A data annotation pipeline to generate high-quality, large-scale speech datasets with machine pre-labeling and fully manual auditing.

Overview

About

This repository provides data and code for the paper:

Scalable Data Annotation Pipeline for High-Quality Large Speech Datasets Development (submitted to NeurIPS 2021 Track on Datasets and Benchmarks Round2)

Authors: Mingkuan Liu, Chi Zhang, Hua Xing, Chao Feng, Monchu Chen, Judith Bishop, Grace Ngapo

Keywords: speech processing, speech dataset, human in the loop, annotation pipeline, quality assurance, speech annotation

Abstract

This paper introduces a human-in-the-loop (HITL) data annotation pipeline to generate high-quality, large-scale speech datasets. The pipeline combines human and machine advantages to more quickly, accurately, and cost-effectively annotate datasets with machine pre-labeling and fully manual auditing. Quality control mechanisms such as blind testing, behavior monitoring, and data validation have been adopted in the annotation pipeline to mitigate potential bias introduced by machine-generated labels. Our A/B testing and pilot results demonstrated the HITL pipeline can improve annotation speed and capacity by at least 80% and quality is comparable to or higher than manual double pass annotation. We are leveraging this scalable pipeline to create and continuously grow ultra-high volume off-the-shelf (UHV-OTS) speech corpora for multiple languages, with the capability to expand to 10,000+ hours per language annually. Customized datasets can be produced from the UHV-OTS corpora using dynamic packaging. UHV-OTS is a long-term Appen project to support commercial and academic research data needs in speech processing. Appen will donate a number of free speech datasets from the UHV-OTS each year to support academic and open source community research under the CC-BY-SA license. We are also releasing the code of the data pre-processing and pre-tagging pipeline under the Apache 2.0 license to allow reproduction of the results reported in the paper. Code and data are available in https://github.com/Appen/UHV-OTS-Speech

HITL speech corpora development system pipeline for UHV-OTS corpora

Reproduce the automated machine pre-labeling results reported in the paper

0. Experiment envirionments setup

We use docker to run all the experiments and data processing for the corpora construction. To illustrate the algorithms used in the automatic modules in our pipeline, we build this docker enveronment containing all the testing scripts or demo scripts of each module. After you git cloned this repo, please run the docker build command like in below.

cd UHV-OTS-Speech
docker build -t uhv-ots-speech-demo:cpu ./

After the images has been built, please docker run the image in a container.

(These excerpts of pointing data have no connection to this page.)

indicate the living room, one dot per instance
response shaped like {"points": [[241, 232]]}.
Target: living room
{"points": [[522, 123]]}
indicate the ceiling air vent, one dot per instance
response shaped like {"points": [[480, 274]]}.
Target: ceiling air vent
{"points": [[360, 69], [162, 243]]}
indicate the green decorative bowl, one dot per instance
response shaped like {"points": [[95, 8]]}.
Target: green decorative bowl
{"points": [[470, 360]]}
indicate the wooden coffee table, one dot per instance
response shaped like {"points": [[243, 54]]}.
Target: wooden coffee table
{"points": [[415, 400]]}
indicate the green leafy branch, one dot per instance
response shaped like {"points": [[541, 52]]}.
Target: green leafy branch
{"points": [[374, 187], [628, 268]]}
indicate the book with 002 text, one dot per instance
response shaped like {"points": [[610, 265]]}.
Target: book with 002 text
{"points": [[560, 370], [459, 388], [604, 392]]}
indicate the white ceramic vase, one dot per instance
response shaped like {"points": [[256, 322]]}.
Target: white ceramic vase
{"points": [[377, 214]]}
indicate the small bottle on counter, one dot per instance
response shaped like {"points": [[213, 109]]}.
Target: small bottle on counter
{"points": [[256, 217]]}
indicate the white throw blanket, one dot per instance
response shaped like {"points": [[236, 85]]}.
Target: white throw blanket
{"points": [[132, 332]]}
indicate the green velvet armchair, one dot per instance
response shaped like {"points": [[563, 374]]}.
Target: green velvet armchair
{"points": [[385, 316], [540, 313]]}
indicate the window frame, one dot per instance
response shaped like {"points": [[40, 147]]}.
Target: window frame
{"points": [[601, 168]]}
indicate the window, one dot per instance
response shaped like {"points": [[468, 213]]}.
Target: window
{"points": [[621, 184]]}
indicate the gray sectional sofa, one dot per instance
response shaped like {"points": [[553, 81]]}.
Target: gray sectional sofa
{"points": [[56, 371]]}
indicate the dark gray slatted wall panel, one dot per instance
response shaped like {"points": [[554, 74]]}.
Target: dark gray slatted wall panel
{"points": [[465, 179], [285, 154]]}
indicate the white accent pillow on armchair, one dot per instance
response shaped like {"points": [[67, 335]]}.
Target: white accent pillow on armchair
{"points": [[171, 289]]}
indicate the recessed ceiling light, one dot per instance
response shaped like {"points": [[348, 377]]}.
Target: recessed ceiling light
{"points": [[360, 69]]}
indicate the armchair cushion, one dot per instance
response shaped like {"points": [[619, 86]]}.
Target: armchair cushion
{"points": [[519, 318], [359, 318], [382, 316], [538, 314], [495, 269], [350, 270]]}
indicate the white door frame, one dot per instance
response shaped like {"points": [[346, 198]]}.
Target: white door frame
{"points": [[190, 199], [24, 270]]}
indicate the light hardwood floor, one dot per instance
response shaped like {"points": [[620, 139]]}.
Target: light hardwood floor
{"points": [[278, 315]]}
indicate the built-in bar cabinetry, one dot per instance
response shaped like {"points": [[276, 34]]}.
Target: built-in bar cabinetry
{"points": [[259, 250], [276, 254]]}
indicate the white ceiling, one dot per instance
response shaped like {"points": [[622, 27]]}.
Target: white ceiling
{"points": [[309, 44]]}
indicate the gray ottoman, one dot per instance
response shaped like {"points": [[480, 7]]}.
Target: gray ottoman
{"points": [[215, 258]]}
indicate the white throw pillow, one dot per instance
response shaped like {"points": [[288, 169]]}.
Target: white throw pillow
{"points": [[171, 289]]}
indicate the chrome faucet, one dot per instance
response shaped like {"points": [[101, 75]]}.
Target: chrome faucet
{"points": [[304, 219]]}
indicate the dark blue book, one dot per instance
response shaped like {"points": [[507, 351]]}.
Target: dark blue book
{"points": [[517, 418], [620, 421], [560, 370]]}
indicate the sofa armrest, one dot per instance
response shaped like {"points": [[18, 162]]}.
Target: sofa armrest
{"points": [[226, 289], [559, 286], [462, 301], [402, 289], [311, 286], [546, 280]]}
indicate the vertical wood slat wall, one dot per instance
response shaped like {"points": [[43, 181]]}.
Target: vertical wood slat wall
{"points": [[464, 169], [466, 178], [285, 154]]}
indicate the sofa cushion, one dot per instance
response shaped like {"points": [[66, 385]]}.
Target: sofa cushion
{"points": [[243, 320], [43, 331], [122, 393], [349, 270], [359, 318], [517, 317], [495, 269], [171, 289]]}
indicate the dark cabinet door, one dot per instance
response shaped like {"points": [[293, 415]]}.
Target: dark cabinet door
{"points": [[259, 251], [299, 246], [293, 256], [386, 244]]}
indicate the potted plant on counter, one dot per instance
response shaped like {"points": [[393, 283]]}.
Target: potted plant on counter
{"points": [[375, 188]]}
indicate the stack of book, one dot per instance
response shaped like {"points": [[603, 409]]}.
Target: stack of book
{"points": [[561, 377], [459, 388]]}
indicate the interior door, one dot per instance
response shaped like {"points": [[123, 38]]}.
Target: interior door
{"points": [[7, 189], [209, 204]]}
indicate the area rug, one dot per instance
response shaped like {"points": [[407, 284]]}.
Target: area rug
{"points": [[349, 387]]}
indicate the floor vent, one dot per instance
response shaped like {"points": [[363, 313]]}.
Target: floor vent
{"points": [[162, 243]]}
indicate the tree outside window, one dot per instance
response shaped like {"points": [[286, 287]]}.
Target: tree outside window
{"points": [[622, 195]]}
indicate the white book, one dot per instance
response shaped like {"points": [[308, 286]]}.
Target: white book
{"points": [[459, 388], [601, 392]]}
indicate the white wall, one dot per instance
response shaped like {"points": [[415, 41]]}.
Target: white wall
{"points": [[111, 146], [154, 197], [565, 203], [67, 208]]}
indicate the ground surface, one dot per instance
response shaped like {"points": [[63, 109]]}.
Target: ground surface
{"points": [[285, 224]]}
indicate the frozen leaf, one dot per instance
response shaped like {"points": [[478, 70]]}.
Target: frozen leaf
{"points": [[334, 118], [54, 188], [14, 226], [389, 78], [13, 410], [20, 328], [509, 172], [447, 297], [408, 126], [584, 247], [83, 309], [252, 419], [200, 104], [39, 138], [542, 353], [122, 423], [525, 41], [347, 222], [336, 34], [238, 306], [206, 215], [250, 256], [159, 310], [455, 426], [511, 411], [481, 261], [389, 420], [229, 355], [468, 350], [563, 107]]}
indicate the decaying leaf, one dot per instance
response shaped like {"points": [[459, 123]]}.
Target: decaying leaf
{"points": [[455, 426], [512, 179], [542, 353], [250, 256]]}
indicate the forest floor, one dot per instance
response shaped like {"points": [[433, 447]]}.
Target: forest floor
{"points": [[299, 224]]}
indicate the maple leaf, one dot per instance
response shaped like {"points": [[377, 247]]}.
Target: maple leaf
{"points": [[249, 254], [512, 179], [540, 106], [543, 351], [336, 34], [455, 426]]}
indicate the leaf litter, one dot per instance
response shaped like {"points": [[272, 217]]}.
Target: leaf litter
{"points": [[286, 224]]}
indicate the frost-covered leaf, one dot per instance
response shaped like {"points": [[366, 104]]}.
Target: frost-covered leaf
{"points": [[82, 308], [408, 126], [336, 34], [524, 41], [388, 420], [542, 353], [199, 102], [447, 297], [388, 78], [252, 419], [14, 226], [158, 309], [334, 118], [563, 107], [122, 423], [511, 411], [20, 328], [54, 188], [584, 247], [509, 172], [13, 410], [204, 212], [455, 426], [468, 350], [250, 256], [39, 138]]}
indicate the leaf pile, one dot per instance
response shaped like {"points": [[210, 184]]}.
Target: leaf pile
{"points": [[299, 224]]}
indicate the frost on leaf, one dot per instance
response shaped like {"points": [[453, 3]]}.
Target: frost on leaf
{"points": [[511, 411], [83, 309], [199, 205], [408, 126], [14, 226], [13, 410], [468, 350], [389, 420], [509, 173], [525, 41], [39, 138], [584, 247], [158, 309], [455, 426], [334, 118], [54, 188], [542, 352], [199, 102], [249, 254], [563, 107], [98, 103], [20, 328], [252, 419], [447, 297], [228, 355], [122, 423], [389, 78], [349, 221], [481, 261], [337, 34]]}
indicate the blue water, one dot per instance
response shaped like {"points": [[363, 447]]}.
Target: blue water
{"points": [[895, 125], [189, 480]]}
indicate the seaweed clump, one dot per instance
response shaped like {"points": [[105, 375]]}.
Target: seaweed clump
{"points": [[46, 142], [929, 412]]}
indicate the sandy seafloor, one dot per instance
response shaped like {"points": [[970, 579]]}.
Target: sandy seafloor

docker run -it uhv-ots-speech-demo:cpu /bin/bash

Inside the container, in /opt/scripts, there are several sub folder, each of which is the testing/demo scripts of a module.

1. Data pre-filtering: synthetic speech detection

We utlized the algorithm propposed in Towards End-to-End Synthetic Speech Detection and adopted the library and pre-trained models in authors's github repo. The original work achieved synthetic speech detection EER as low as 2.16% on in-domain testing data and 1.95% on cross-domain data. We developped a simple demo script to run a part of the ASVspoof2019 and give out the detection results and likelihood.

If the full testing is needed please run the codes in original authors' repo. Please download the ASVspoof 2019 and 2015 data by running following command Inside the container:

cd /opt/scripts/synthetic_detection
./download.sh

But if only want to see how the module is working, inside the container, please run the following command Inside the container to see how it works.

cd /opt/scripts/synthetic_detection
./run_demo.sh 

2. Data pre-processing: music/vocal source separation

We utilized well performed spleeter library for source separation. The spleeter is source separation library of Deezer and was introduced in "Spleeter: a fast and efficient music source separation tool with pre-trained models". We post the script to run this tool on web scraped audio files. To run the tool with sample file, please run following command Inside the container.

cd /opt/scripts/source_separation
./run_demo.sh

The script will try to separate each audio in ./sample_aduio folders into two files, one *_bgm.wav one *_speech.wav, both in mono 16kHz 16bit liner PCM wav format. The rest of automatic processing will be performed on the *_speech.wav file, which is considered to be the speech channel of original audio.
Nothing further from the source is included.